To examine the effects of flubendazole on cell proliferation and hypertrophy, we evaluated levels of cyclin B1 and glial fibrillary acidic protein (GFAP) in the SCI epicenter following 4 weeks of treatment with flubendazole or vehicle. Western blot analysis showed that contusive SCI resulted in significant increases in the levels of cyclin B1 (Fig. 7) and GFAP (Fig. 8) in the injured spinal cord 4 weeks post-injury compared with sham animals. Flubendazole treatment significantly reduced the injury-induced cyclin B1 (Fig. 7), a key regulator of mitosis, and GFAP upregulation (Fig. 8).

FIG. 7. — Effects of flubendazole (FluBZ) post-treatment on cyclin B1 protein analyzed by quantification of Western blotting data. Western blot analysis of spinal cord samples (30 μg of protein extract each sample) at lesion epicenter showed that contusion injury induced upregulation of cyclin B1 activity in the spinal cord 4 weeks post-injury compared with sham-operated animals, which was reduced by FluBZ treatment (10 mg/kg/day, starting at 3 h post-injury for 4 weeks) after contusive spinal cord injury (SCI) compared with vehicle-treated animals. Quantification of cyclin B1/ glyceraldehyde 3-phosphate dehydrogenase (GADPH) 4 weeks after contusive SCI was performed by the fold of blot density. Antibody was specific for the cyclin B1. Data are presented as mean ± SEM, n = 3 per group, and analyzed with one way analysis of variance (ANOVA) followed by Bonferroni post-hoc analysis, ***p < 0.001 compared with sham-operated animals and ##p < 0.01 compared with vehicle-treated SCI animals.

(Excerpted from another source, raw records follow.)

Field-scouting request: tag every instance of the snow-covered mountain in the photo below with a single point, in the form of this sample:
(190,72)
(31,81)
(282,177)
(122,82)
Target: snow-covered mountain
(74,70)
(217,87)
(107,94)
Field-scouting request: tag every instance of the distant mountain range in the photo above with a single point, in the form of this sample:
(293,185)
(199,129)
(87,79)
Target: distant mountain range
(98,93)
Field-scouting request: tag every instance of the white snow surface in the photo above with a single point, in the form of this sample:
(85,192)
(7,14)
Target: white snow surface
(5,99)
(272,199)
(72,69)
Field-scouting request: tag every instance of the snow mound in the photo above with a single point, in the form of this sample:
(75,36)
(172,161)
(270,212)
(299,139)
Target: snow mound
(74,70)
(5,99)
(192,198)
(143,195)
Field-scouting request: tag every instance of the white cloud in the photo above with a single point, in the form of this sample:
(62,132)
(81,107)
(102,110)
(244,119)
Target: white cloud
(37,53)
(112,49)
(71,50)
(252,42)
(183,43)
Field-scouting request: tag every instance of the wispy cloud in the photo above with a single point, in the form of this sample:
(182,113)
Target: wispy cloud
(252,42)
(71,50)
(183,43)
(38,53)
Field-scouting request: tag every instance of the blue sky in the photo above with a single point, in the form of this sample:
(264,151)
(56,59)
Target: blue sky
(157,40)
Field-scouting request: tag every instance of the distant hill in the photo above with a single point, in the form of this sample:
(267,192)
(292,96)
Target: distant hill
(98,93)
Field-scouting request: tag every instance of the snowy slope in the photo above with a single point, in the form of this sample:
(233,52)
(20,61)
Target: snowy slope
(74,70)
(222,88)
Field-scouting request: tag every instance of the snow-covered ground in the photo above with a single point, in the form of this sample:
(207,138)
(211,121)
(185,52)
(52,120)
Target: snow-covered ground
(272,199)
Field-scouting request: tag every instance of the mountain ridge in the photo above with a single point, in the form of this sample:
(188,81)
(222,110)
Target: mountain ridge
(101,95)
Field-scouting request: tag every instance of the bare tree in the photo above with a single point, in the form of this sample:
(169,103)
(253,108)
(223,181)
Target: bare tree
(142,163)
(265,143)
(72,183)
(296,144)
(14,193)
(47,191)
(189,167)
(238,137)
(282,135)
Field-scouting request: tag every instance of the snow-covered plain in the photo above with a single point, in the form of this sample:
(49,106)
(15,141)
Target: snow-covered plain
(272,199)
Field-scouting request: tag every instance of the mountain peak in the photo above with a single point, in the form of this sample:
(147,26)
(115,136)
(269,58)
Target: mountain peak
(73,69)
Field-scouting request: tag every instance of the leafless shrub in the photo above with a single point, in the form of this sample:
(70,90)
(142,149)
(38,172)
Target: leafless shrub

FIG. 8. — Effects of flubendazole (FluBZ) post-treatment on glial fibrillary acidic protein (GFAP) analyzed by quantification of Western blotting data. Western blot analysis of spinal cord samples (30 μg of protein extract each sample) at the lesion epicenter showed that contusion injury increased GFAP activity in the spinal cord 4 weeks post-injury compared with sham-operated animals. FluBZ treatment (10 mg/kg/day, starting at 3 h post-injury for 4 weeks) resulted in reduced levels of GFAP in the spinal cord lesion site at 4 weeks after contusive spinal cord injury (SCI) compared with vehicle-treated animals. Quantification of GFAP/glyceraldehyde 3-phosphate dehydrogenase (GADPH) 4 weeks after contusive SCI was performed by the fold of blot density. Antibody was specific for the GFAP. Data are presented as mean ± SEM, n = 3 per group, and analyzed with one way analysis of variance (ANOVA) followed by Bonferroni post-hoc analysis, ***p < 0.001compared with sham-operated animals and ##p < 0.01 compared with vehicle-treated SCI animals.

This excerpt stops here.